L’iniziativa della magistratura spinse Fazio, vincitore al primo turno con il 33 per cento dei voti, a ritirarsi dalla corsa elettorale. Pur di non cedere il ballottaggio al terzo classificato (D’Alì), però, Fazio decise di non presentare la lista degli assessori come richiesto dalla legge siciliana, obbligando il candidato del Pd, Pietro Savona, a un ballottaggio in solitaria, ma con la condizione del raggiungimento del quorum di votanti del 50 per cento. A votare andò solo il 26% dei trapanesi e alla fine la gestione del comune fu affidata a un commissario straordinario, con le funzioni di sindaco, giunta e consiglio comunale. Frittata completata.

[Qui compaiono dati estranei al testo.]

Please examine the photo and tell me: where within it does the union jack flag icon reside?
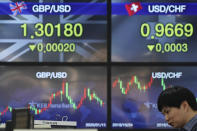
[10,1,27,16]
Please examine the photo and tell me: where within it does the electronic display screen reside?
[111,0,197,62]
[0,66,107,128]
[111,66,197,129]
[0,0,107,62]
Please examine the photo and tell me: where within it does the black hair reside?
[157,86,197,112]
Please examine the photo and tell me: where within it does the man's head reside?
[157,86,197,128]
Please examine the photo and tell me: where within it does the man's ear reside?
[180,101,189,111]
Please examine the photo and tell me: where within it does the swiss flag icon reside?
[125,2,142,16]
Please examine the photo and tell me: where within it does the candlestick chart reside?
[111,66,197,129]
[0,66,107,128]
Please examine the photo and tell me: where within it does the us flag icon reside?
[125,2,142,16]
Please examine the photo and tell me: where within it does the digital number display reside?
[0,0,107,62]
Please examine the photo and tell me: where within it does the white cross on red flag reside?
[125,2,142,16]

Messe da parte le elezioni trapanesi, le mira degli inquirenti si spostano sulle elezioni regionali di novembre. Già prima del voto si moltiplicano gli avvisi di garanzia nei confronti dei candidati, nel tripudio degli organi di informazione, che alimentano la retorica dell’“impresentabilità” rincorrendo sospetti di collusioni mafiose e persino parentele discutibili. La marcia dei pm non si ferma anche dopo l’elezione dei deputati, col risultato che oggi sono otto gli eletti indagati. L’ultimo a finire nel calderone è stato il deputato Pippo Gennuso, posto martedì scorso agli arresti domiciliari con l’accusa di voto di scambio aggravata dal metodo mafioso.

E’ chiaro che per alcuni degli indagati gli inquirenti avranno avuto le loro ragioni, ma certamente colpisce la mole dell’ondata di avvisi di garanzia, aggravata in certi casi dal ricorso a motivazioni piuttosto discutibili.

E’ il caso, ad esempio, di Luigi Genovese, figlio dell’ex parlamentare Francantonio, eletto a soli 21 anni nelle fila di Forza Italia con il record di preferenze (18 mila) nella provincia di Messina, nonostante il tam tam mediatico con cui era stato bollato come “impresentabile” per il suo essere figlio di un ex senatore condannato in primo grado. Dopo neanche tre settimane dall’elezione, il neodeputato Luigi è stato indagato con il padre per riciclaggio. La famiglia Genovese – ribattezzata “dinastia” – è oggetto di un sequestro multimilionario (si parla di cento milioni di euro). Ma ciò che più impressiona sono le parole usate dal giudice delle indagini preliminari di Messina, Salvatore Mastroeni, nel decreto di sequestro. Valutazioni personali e morali che vanno ben al di là dell’accertamento di condotte penali. La famiglia Genovese viene definita come “la faccia della criminalità che vive nei piani alti e nei salotti buoni delle città, con abiti eleganti e quei grandi mezzi dalla capacità attrattiva immensa, non certo emarginata come i ladri di strada”. Non solo: “Resta oggettivo – scrive il gip – che rubare allo Stato circa 20 milioni di euro è, con ogni distinguo che si voglia fare, molto più grave del prendere di notte, sulla pubblica via, un’autoradio o un motorino, pur condotte che in flagranza portano quasi automaticamente al carcere e rendono soggetti miserabile non da frequentare, delinquenti”.

Conclude poi il gip: “La circostanza della ricchezza improvvisa del Genovese Luigi, il suo notorio ingresso in politica, il modo spregiudicato di acquisizione della ricchezza, danno la probabilità, sia pur per la visione cautelare di protezione dei beni e dei soldi dovuti allo Stato, che si verifichi la stessa attività del padre”. Un ragazzo di 21 anni esposto al pubblico ludibrio per la “probabilità” di una sua condotta illecita.

I Genovese saranno anche colpevoli, ma i cittadini pagano i magistrati per accertare reati o per moralizzare?